Across town at 59E59 Theaters, a parallel dynamic is being played out in the harrowing and hilarious “Caroline’s Kitchen.” The besieged chef here is Caroline (Caroline Langrishe), a woman in her 50s with her own cooking show, filmed in her sprawling London home. Think Martha Stewart with longer hair and a British accent (this production was brought across the pond as part of 59E59’s Brits Off Broadway series). On television she displays perfect culinary technique in a perfect kitchen, but when the camera is turned off her life is anything but. She’s a chef on the verge of a nervous breakdown.

Traci Elaine Lee and Maybe Burke in “Safeword.”
MATI GELMAN

Under the razor-sharp direction of Alastair Whatley, the convergence of unfortunate events in “Caroline’s Kitchen” is so relentless it’s wildly comical.

While no one seeks out a Pro Dom to cope with life’s mounting pressures, the characters manage to inflict heavy doses of pain on one another.
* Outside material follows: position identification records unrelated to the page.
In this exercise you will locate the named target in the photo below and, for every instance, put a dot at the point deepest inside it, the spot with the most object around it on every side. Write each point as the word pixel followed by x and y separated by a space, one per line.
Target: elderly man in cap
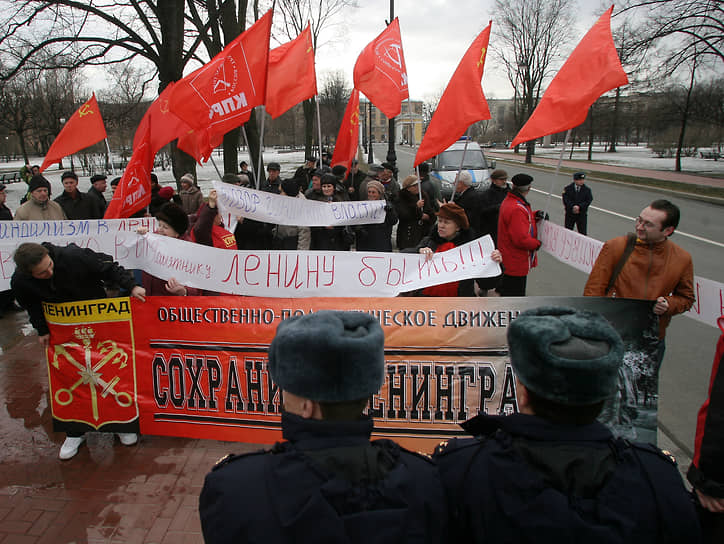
pixel 39 207
pixel 517 237
pixel 552 473
pixel 327 481
pixel 75 204
pixel 98 187
pixel 577 197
The overscheduled and possibly alcoholic Caroline is a dreadful mother to her 21-year-old son, Leo (Tom England). A God-fearing Christian, she’s in utter denial that Leo is gay and suffering a devastating heartbreak. She also refuses to accept that he’s vegan. Her husband Mike (Aden Gillett), a self-absorbed finance wiz, is a crusty blowhard who has never shown Leo an ounce of fatherly love.

Caroline answers the news of Mike’s affair with a younger woman by having a spiteful fling of her own — with their carpenter, Graeme (James Sutton), no less. Not only are Caroline and Graeme mean to each other, but his ailing wife becomes a casualty as well. There are a hundred other sticky subplots swirling around the kitchen, including one involving Caroline’s shrill, lonely assistant (Jasmyn Banks), which are impossible to detail here.
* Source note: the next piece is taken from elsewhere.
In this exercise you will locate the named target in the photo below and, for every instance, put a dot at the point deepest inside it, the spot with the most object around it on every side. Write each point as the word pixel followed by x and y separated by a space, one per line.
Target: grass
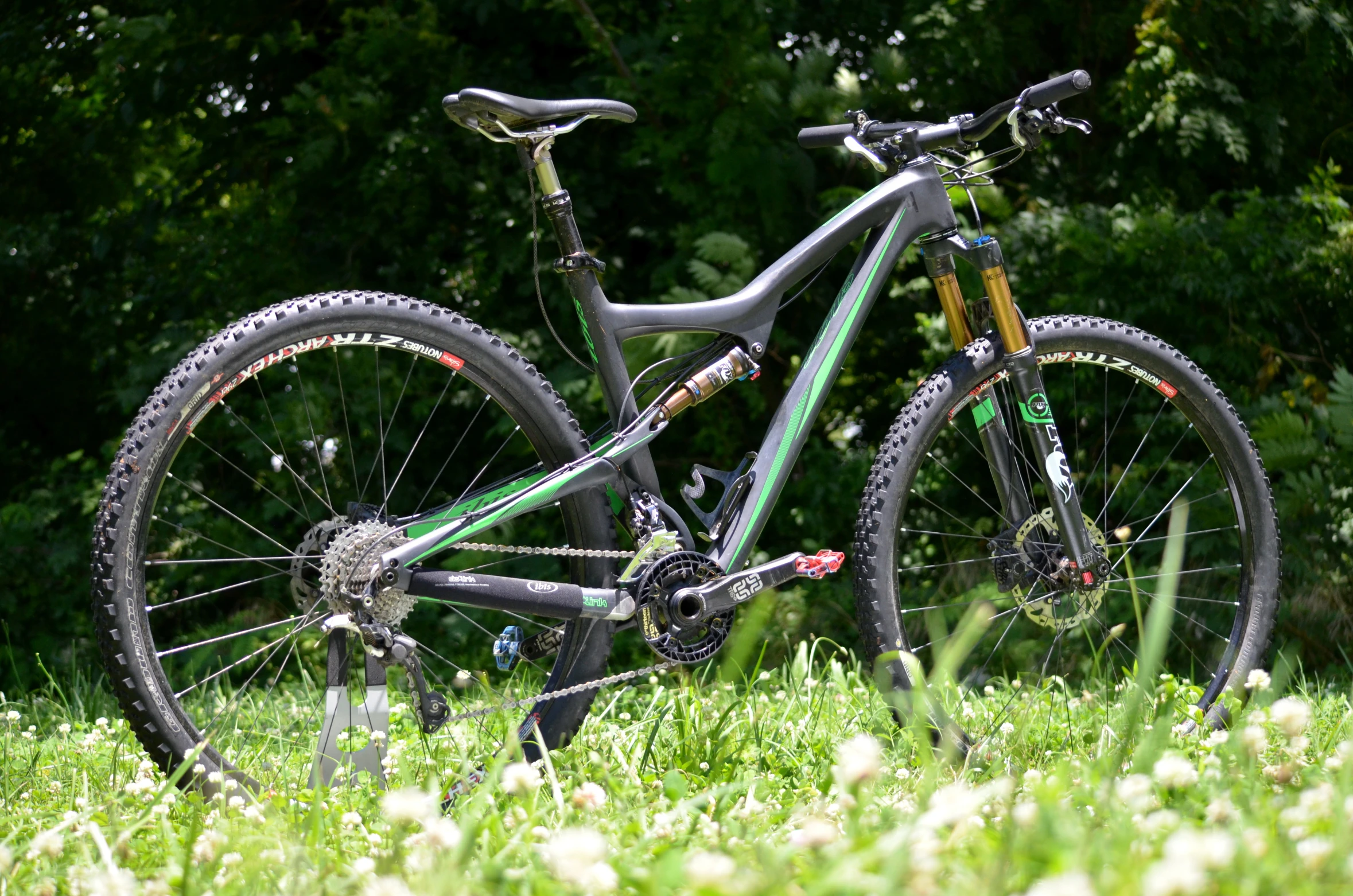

When Caroline brandishes a gleaming chef’s knife and sets it on the kitchen counter early in the first act, we suspect it will be used to inflict pain at the play’s climax. I won’t spoil the surprise.

None of selfish cynics bother to listen to each other. Rather, they talk at one another and interrupt often. Global warming, real estate, celebrity, adultery, corrupting the nation’s youth, macerated strawberries, golf, cigarette smoking, Syria, religion, champagne, paparazzi, forgiveness, and Armageddon are just a few of the topics crammed into this breakneck-paced, 90-minute, merciless satire.

I would say that playwright Torben Betts has thrown in everything but the kitchen sink, but that’s in there as well.

SAFEWORD | Midnight Theatricals at the American Theatre of Actors, 314 W. 54th St. | Through Jul. 7: Mon.-Tue., Thu.-Sat. at 8 p.m.; Sat. at 3 p.m.; Sun. at 2 & 7 p.m. | $69-$89 at safewordtheplay.com | One hr., 40 mins., with no intermission

CAROLINE’S KITCHEN | 59E59 Theaters, 59 E. 59th St. | Through May 25: Tue..-Sat. at 7 p.m.; Sat.-Sun. at 2 p.m | $55-$70 at 59e59.org | Ninety mins., with no intermission

Caroline Langrishe and Tom England in Torben Betts’s “Caroline’s Kitchen,” directed by Alastair Whatley, at 59E59 through May 25.